6-Seenplatte Duisburg – der Böllertsee

Am Böllertsee in der 6-Seenplatte Duisburg
Am Böllertsee in der 6-Seenplatte Duisburg

von Ernst Käbisch

Wieder bin ich erstaunt, wie schnell ich mit dem Fahrrad in Duisburg bin. Es sind von Ratingen aus nur ein paar Kilometer bis in den Stadtteil Lintorf zu fahren, vielleicht 3 oder 4 Kilometer.

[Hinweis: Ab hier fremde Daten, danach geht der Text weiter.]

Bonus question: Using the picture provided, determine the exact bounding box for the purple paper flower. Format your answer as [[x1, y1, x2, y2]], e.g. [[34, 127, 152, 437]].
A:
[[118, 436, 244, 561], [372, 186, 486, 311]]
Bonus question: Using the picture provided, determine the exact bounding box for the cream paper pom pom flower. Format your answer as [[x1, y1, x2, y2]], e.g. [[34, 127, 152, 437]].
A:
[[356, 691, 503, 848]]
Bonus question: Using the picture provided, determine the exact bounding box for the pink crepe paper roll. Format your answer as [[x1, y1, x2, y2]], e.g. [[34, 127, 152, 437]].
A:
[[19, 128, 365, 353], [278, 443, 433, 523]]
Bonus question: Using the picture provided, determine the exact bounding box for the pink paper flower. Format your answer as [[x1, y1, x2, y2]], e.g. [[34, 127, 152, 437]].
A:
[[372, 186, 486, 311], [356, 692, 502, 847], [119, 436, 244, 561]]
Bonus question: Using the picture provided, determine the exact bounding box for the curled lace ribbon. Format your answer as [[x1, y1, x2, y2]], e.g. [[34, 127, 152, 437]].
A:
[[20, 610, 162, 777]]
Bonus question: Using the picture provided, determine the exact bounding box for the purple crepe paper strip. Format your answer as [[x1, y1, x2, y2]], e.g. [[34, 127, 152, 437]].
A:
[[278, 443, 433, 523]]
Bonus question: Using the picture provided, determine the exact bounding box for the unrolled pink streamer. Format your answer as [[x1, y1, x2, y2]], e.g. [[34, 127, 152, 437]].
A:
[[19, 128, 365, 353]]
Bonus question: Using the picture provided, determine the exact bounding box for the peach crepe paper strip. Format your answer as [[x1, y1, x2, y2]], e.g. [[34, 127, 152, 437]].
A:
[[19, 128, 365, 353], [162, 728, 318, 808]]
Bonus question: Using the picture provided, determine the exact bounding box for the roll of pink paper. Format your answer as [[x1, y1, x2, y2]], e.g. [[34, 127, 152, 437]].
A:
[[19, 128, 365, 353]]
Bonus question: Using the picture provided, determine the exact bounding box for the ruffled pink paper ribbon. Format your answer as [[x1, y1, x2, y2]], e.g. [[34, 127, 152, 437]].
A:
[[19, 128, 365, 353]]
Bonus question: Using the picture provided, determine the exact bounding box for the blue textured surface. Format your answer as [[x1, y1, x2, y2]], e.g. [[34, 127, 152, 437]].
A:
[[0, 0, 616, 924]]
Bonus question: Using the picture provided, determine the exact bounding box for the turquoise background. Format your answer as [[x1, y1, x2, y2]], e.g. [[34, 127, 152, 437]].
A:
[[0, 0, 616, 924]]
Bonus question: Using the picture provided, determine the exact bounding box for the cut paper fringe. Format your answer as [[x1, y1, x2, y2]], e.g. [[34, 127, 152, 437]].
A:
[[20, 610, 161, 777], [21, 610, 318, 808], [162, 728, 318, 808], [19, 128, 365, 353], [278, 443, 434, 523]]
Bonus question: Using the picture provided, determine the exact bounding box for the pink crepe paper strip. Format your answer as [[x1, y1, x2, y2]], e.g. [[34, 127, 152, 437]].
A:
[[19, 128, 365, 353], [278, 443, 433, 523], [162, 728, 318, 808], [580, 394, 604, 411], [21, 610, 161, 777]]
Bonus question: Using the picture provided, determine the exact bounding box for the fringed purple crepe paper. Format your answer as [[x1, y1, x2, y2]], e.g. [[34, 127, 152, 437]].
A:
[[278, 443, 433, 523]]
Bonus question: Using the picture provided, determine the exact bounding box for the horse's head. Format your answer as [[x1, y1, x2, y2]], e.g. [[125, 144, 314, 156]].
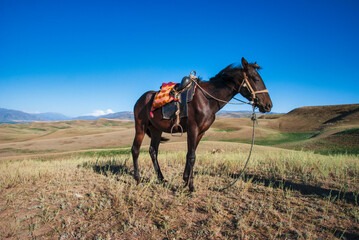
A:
[[239, 58, 273, 113]]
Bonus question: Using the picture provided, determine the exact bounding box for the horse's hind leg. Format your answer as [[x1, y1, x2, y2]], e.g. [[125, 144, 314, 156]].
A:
[[131, 123, 145, 184], [149, 128, 164, 181]]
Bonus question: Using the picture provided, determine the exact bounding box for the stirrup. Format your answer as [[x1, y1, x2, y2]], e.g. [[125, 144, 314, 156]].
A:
[[171, 124, 183, 137]]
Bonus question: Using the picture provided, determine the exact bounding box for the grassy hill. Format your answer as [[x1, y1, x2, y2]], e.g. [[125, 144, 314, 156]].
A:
[[0, 104, 359, 239]]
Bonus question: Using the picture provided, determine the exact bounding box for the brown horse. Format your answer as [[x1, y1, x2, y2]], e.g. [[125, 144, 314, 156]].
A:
[[131, 58, 272, 191]]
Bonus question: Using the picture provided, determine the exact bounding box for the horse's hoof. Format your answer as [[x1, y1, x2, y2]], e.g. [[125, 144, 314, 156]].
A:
[[161, 179, 168, 187]]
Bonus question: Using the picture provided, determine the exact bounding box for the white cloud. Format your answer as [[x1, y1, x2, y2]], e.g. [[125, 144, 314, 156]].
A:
[[88, 109, 114, 117]]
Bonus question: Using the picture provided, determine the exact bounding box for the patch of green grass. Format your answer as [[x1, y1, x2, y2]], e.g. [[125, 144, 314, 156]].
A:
[[335, 128, 359, 135]]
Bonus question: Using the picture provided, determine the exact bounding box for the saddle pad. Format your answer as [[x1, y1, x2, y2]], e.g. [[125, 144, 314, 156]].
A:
[[162, 84, 196, 119], [150, 82, 178, 117]]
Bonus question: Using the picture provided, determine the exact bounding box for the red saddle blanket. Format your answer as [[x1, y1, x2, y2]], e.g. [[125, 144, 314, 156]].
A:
[[150, 82, 178, 118]]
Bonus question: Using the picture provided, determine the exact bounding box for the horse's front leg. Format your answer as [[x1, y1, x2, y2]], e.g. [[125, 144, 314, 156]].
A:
[[183, 128, 203, 192]]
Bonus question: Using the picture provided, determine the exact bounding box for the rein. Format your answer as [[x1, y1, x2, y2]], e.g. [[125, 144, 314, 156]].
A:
[[190, 72, 268, 192]]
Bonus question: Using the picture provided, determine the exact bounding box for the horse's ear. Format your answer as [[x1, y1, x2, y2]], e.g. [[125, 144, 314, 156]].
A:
[[253, 62, 262, 70], [242, 57, 248, 69]]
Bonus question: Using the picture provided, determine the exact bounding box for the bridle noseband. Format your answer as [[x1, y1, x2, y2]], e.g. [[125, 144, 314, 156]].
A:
[[236, 72, 268, 101]]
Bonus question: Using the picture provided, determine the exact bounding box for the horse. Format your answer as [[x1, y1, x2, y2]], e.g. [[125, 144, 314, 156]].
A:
[[131, 57, 273, 192]]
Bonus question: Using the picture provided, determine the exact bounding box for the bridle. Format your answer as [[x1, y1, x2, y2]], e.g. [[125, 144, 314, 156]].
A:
[[234, 72, 268, 104]]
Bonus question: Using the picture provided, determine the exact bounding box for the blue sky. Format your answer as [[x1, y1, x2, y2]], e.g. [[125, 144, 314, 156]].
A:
[[0, 0, 359, 116]]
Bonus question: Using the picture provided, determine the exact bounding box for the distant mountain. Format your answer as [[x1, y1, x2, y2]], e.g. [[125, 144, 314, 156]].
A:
[[73, 111, 134, 120], [0, 108, 282, 123], [216, 110, 278, 118], [0, 108, 70, 123], [34, 113, 71, 121]]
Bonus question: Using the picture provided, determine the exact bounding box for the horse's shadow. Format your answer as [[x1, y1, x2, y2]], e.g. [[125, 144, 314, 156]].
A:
[[92, 163, 133, 177], [231, 174, 359, 205]]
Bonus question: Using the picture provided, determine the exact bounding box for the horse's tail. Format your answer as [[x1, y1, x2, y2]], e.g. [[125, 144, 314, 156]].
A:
[[146, 128, 170, 142]]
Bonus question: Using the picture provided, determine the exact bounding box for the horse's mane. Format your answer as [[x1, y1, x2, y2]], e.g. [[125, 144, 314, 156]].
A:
[[209, 63, 261, 83]]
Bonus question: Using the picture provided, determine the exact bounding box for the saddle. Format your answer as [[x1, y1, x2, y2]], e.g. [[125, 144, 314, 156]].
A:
[[162, 77, 196, 119], [150, 71, 198, 136]]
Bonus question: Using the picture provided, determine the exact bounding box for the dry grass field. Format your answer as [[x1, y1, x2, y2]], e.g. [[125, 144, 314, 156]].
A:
[[0, 105, 359, 239]]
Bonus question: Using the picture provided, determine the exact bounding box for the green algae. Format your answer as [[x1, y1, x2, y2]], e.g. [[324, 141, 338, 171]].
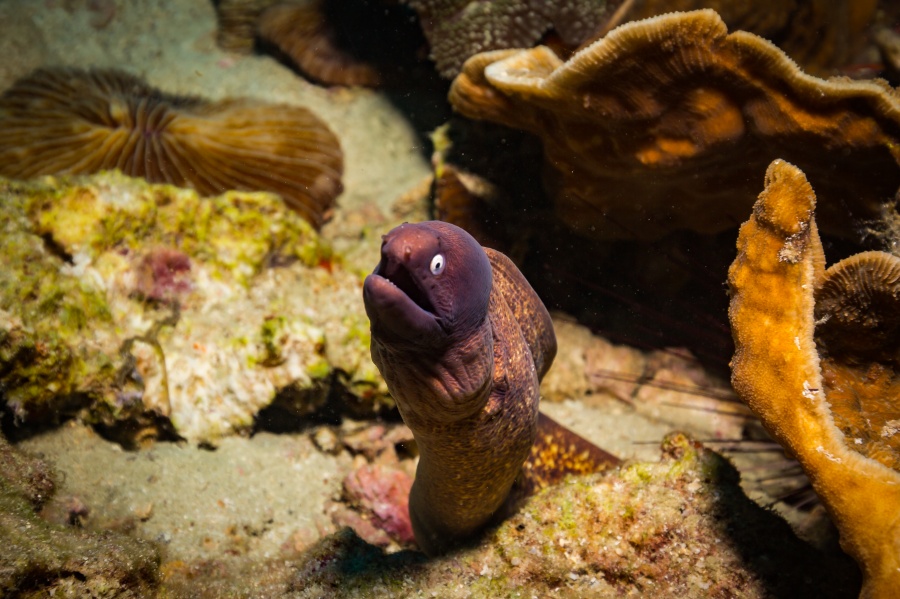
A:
[[296, 434, 859, 599]]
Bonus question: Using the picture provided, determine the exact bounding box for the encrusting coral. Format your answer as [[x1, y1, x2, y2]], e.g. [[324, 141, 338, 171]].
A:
[[450, 10, 900, 239], [294, 434, 859, 599], [0, 68, 343, 226], [728, 160, 900, 598], [257, 0, 381, 87]]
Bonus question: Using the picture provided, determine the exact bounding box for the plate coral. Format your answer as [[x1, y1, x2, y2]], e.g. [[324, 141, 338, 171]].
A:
[[728, 160, 900, 598]]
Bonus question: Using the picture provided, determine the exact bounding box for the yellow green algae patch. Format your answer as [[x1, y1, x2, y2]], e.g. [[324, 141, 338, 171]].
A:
[[0, 173, 387, 444], [295, 433, 860, 599], [0, 436, 160, 598]]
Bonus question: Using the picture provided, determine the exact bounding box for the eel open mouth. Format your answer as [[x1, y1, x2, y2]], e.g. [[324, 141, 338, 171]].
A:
[[373, 259, 437, 316]]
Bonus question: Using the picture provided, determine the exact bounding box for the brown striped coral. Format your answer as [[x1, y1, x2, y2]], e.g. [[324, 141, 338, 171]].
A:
[[596, 0, 878, 73], [450, 10, 900, 239], [0, 68, 343, 225], [257, 0, 381, 87]]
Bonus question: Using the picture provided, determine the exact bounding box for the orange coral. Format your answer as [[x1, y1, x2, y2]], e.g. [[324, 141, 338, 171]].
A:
[[0, 68, 343, 225], [728, 160, 900, 598], [450, 10, 900, 239]]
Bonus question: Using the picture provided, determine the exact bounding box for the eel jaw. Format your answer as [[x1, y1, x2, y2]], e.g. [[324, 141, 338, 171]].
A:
[[363, 260, 446, 346]]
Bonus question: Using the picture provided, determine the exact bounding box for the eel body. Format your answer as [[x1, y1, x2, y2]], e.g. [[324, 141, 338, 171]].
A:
[[363, 221, 556, 555]]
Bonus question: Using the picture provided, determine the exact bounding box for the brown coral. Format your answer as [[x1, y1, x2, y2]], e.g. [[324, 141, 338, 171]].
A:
[[728, 160, 900, 597], [450, 10, 900, 239], [0, 68, 343, 225], [407, 0, 621, 77], [596, 0, 878, 72]]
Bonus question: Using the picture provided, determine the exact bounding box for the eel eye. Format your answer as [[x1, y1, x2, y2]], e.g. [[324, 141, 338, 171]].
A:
[[431, 254, 446, 275]]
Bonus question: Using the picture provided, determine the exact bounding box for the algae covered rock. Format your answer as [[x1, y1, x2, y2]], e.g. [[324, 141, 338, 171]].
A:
[[295, 434, 859, 598], [0, 173, 386, 444], [0, 436, 159, 598]]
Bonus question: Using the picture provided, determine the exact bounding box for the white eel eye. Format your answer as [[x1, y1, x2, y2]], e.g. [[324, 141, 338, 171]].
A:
[[431, 254, 447, 275]]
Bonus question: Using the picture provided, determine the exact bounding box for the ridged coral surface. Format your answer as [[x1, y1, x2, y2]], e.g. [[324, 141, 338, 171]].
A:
[[0, 68, 343, 225]]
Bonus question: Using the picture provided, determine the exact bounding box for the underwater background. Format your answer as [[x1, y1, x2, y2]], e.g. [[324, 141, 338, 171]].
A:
[[0, 0, 900, 597]]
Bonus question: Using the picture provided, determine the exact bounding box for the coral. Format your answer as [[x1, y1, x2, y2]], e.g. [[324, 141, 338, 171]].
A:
[[406, 0, 620, 78], [604, 0, 878, 72], [336, 464, 414, 546], [216, 0, 279, 54], [0, 437, 159, 598], [450, 10, 900, 239], [295, 434, 858, 599], [0, 173, 388, 444], [257, 0, 381, 87], [0, 68, 343, 226], [728, 160, 900, 597]]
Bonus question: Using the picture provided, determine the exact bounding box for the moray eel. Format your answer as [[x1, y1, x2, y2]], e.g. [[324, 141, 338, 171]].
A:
[[363, 221, 615, 555]]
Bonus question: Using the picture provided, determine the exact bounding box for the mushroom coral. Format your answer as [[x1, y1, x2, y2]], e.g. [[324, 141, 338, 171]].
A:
[[0, 68, 343, 226], [728, 160, 900, 598], [257, 0, 381, 87], [450, 10, 900, 239]]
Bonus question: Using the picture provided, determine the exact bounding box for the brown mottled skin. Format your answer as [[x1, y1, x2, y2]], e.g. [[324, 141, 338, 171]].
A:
[[363, 221, 615, 555]]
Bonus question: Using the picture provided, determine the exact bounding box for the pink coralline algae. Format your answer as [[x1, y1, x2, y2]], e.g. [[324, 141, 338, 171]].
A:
[[344, 464, 413, 545], [135, 247, 193, 304]]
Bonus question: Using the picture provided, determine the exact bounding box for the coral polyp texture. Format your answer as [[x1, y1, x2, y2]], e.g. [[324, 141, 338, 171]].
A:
[[450, 10, 900, 239], [407, 0, 621, 77], [728, 160, 900, 598], [600, 0, 878, 71], [0, 68, 343, 226]]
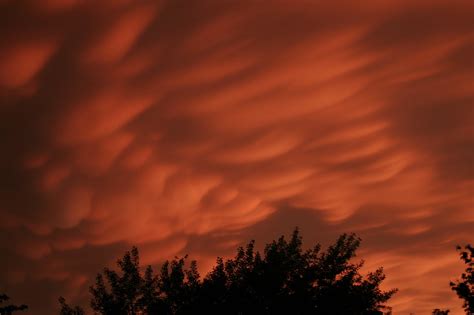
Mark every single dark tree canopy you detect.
[450,245,474,314]
[60,230,396,315]
[59,296,85,315]
[0,293,28,315]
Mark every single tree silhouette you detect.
[198,230,396,314]
[450,245,474,314]
[60,229,396,315]
[59,296,85,315]
[0,293,28,315]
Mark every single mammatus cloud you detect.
[0,0,474,314]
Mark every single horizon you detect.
[0,0,474,315]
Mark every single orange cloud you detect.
[0,0,474,315]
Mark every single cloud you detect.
[0,0,474,314]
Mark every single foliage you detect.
[450,245,474,314]
[0,294,28,315]
[59,296,85,315]
[60,229,396,315]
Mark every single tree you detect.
[450,245,474,314]
[90,247,200,315]
[198,230,396,314]
[59,229,396,315]
[58,296,85,315]
[0,294,28,315]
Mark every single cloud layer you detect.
[0,0,474,314]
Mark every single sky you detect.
[0,0,474,315]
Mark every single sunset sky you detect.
[0,0,474,315]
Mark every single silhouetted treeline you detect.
[450,245,474,314]
[0,293,28,315]
[60,230,396,315]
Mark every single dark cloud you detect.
[0,0,474,314]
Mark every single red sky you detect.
[0,0,474,315]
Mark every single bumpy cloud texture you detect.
[0,0,474,314]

Und dort am Ortsrand beginnt ja schon am nördlichen Ende der Duisburger Straße die Stadt Duisburg und das Ruhrgebiet. Unweit der Stadtgrenze ist die 6-Seenplatte mit dem Böllertsee.

In Duisburg bin ich mit dem Fahrrad schneller als in jedem anderen Nachbarort z.B. in Düsseldorf. Von Ratingen aus dauert es etwa eine dreiviertel Stunde, bis ich da im Zentrum bin. Bis ins Duisburger Zentrum würde es wohl etwa gleich lange dauern. Und das ist deswegen erstaunlich, weil ich nach Duisburg ja schon so manches Mal mit dem ÖPNV hingefahren bin. Und das ist immer eine umständliche Fahrerei. Am Busbahnhof in Ratingen muss ich in den Flughafenbus einsteigen und der fährt durch die „Trabantenstadt“ Ratingen-West mit seinen vielen Hochhäusern also bis nach Düsseldorf-Unterrath. Dann muss ich da bis zum Flughafen in Düsseldorf-Lohausen, wo auch der Flughafenbahnhof nebenan ist.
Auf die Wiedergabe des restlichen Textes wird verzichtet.